How many newcomers to Canada have you met who landed and immediately began to ask for supports, services or advice about “settlement”? In all likelihood, exactly zero!
But we know that newcomers will most certainly land with many questions about where and how to find a place to live, how to go about putting children in school, the best way to find employment, and a host of other critical questions about what the process that is called ‘settlement’ in Canada.
Most migrants to Canada rely heavily on social networks and community-based supports outside of the formal settlement sector.
The Regional Diversity Roundtable collaborated with the United Way of Greater Toronto’s Peel Newcomer Strategy Group (PNSG) to conduct an innovative participatory study examining how the majority of newcomers access settlement supports. Spoiler alert: most of those supports are informal or from other sources apart from settlement-specific programs and services.

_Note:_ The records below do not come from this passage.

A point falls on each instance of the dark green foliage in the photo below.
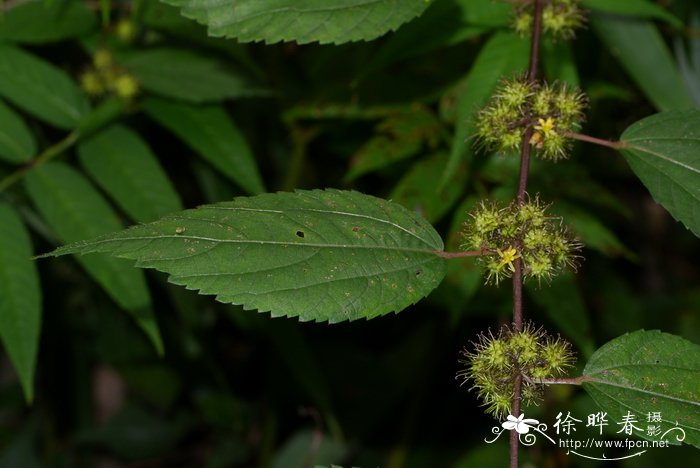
(123, 367)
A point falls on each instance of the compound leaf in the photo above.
(37, 22)
(649, 372)
(212, 133)
(123, 164)
(317, 255)
(40, 88)
(20, 298)
(664, 151)
(642, 52)
(303, 21)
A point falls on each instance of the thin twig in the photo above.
(598, 141)
(520, 198)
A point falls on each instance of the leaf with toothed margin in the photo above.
(303, 21)
(323, 255)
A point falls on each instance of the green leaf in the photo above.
(417, 190)
(590, 230)
(562, 302)
(188, 75)
(124, 166)
(559, 62)
(640, 8)
(642, 52)
(649, 371)
(444, 24)
(40, 88)
(464, 275)
(20, 298)
(303, 21)
(398, 137)
(503, 55)
(317, 255)
(211, 132)
(663, 150)
(17, 144)
(75, 210)
(38, 22)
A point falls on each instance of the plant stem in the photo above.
(598, 141)
(570, 381)
(520, 198)
(47, 155)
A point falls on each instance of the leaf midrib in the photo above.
(671, 161)
(87, 244)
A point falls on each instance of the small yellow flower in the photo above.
(507, 257)
(125, 30)
(545, 126)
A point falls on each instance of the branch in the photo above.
(617, 145)
(520, 197)
(47, 155)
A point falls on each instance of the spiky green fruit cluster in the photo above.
(106, 77)
(495, 363)
(560, 18)
(507, 233)
(550, 110)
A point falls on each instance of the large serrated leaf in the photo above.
(75, 210)
(664, 151)
(503, 54)
(40, 88)
(17, 144)
(212, 133)
(303, 21)
(649, 372)
(317, 255)
(37, 22)
(20, 298)
(123, 164)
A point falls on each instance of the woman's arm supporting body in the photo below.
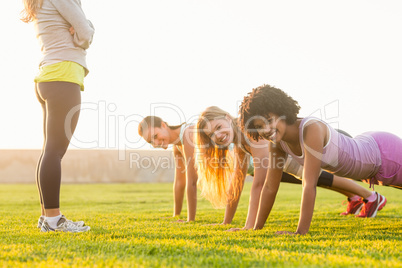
(271, 185)
(231, 207)
(260, 153)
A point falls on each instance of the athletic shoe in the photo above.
(64, 225)
(353, 207)
(42, 218)
(370, 209)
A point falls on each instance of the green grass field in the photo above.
(130, 227)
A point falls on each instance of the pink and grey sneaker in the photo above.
(370, 209)
(353, 207)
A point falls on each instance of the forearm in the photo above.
(178, 195)
(230, 211)
(253, 206)
(307, 209)
(267, 201)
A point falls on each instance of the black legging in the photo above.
(61, 103)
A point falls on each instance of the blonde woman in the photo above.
(222, 171)
(160, 134)
(64, 34)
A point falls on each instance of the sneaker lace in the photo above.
(70, 225)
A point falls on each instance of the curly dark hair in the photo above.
(264, 100)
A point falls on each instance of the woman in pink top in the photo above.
(269, 113)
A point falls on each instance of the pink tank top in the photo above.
(355, 158)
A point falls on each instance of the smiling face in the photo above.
(220, 131)
(270, 128)
(158, 137)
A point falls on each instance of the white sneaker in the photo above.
(63, 225)
(42, 218)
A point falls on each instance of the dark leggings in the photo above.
(325, 179)
(61, 103)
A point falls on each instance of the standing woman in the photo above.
(160, 134)
(64, 34)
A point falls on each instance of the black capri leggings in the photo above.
(61, 103)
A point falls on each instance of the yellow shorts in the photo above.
(66, 71)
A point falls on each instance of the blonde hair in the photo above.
(218, 169)
(30, 10)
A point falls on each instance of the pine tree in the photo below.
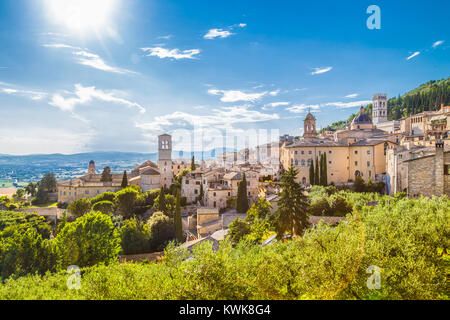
(124, 180)
(311, 173)
(317, 172)
(177, 219)
(292, 212)
(162, 201)
(193, 166)
(242, 198)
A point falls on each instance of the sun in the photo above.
(81, 16)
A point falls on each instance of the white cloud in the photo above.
(321, 70)
(437, 43)
(413, 55)
(84, 57)
(174, 53)
(237, 95)
(344, 105)
(277, 104)
(217, 33)
(223, 118)
(85, 95)
(303, 108)
(93, 60)
(33, 95)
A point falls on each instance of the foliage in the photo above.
(242, 197)
(177, 219)
(126, 201)
(407, 239)
(162, 230)
(135, 237)
(106, 207)
(292, 215)
(106, 175)
(79, 207)
(124, 183)
(88, 241)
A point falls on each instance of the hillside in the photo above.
(428, 96)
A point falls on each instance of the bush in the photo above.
(105, 196)
(106, 207)
(162, 230)
(135, 237)
(79, 207)
(88, 241)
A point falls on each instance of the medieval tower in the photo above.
(379, 108)
(165, 159)
(309, 127)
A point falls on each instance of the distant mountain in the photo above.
(427, 97)
(32, 167)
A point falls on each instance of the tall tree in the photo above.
(162, 201)
(324, 170)
(312, 175)
(177, 219)
(193, 166)
(124, 180)
(106, 175)
(292, 212)
(242, 198)
(317, 172)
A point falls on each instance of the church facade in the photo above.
(147, 176)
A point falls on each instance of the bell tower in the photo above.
(165, 159)
(91, 169)
(309, 126)
(379, 108)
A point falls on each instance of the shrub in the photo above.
(162, 230)
(106, 207)
(88, 241)
(135, 237)
(79, 207)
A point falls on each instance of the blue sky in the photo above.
(110, 75)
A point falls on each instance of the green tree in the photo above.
(162, 230)
(242, 197)
(106, 207)
(124, 180)
(193, 166)
(312, 175)
(177, 219)
(106, 175)
(88, 241)
(317, 172)
(79, 207)
(126, 201)
(292, 212)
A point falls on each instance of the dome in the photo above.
(362, 118)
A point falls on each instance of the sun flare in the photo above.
(81, 15)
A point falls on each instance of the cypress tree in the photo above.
(162, 201)
(124, 180)
(311, 173)
(325, 170)
(177, 219)
(317, 172)
(242, 199)
(193, 163)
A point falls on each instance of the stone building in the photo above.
(357, 151)
(419, 170)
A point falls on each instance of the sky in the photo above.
(111, 75)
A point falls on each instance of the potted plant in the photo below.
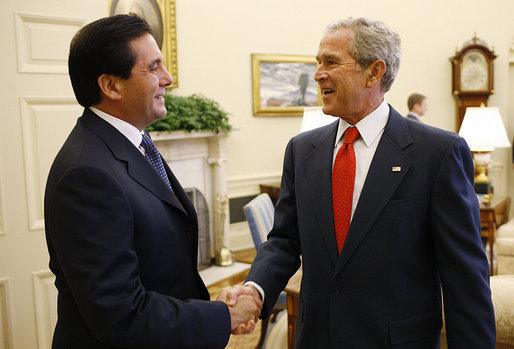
(193, 113)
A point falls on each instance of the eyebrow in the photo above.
(155, 61)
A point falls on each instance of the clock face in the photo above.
(474, 74)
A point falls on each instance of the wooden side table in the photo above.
(273, 190)
(492, 215)
(293, 292)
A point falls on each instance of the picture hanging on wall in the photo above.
(160, 15)
(283, 84)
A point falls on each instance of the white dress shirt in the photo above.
(370, 129)
(126, 129)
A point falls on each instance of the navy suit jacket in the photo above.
(415, 233)
(123, 249)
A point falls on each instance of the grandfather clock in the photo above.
(472, 76)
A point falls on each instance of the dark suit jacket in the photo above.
(413, 231)
(412, 116)
(123, 249)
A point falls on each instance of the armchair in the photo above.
(259, 214)
(504, 247)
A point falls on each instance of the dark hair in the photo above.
(414, 98)
(103, 47)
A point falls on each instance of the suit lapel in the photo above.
(381, 183)
(318, 169)
(137, 165)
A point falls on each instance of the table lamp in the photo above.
(483, 130)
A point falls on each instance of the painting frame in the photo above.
(169, 31)
(297, 62)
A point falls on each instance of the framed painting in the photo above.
(160, 15)
(283, 84)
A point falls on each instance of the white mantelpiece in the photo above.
(198, 160)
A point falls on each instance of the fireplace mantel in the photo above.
(198, 160)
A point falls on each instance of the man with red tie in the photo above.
(387, 222)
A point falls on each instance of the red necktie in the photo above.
(343, 179)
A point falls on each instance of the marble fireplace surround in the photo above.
(198, 160)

As well, PNSG has developed broader research that digs deep into the socio-economic trends relating to newcomer settlement. The study finds that “while some economic outcomes for newcomers in Peel show promise, there are important disparities still to address.” The Report on Peel Newcomers shares very stark findings, indicating that underemployment or misemployment is rampant, that potential for exploitation of internationally-educated migrants is high, and that many stereotypes pertaining to newcomers or migrants or refugees are patently false.
Some of the key findings include the following:
- Canadian-born residents of Peel consistently earn higher salaries/wages than immigrants
- In spite of lower median incomes, immigrants in Peel are *far* less likely to rely on social assistance income than Canadian-born residents ($0.16 to the dollar declared in social assistance by Canadian-born residents!)
- Newcomers and immigrants in Peel continue to suffer under-employment disproportionately despite high levels of educational achievement (for example, over 50% of degree-holding newcomers work in jobs requiring a high school education)
Both PNSG and RDR Peel’s research work is centred on the firsthand experiences of people in Peel Region, and most importantly, on the lived experiences and socioeconomic circumstances of migrants newly arrived to Brampton, Mississauga and Caledon.
The aim of the research is to help the sector learn and adapt, so that settlement agencies and programming are being designed to meet newcomers where their needs are. This research informs readers about how we can better support non-settlement actors and community groups who have high proportions of newcomers in their catchment areas or among their clientele.
We aim to facilitate the building of connections between formal and informal settlement supports. The lens and recommendations of both organizations’ research work are centred on how to strengthen settlement services at large — whether funded or not, formal or informal — so that we can effectively meet the ultimate goal of facilitating and accelerating newcomer integration.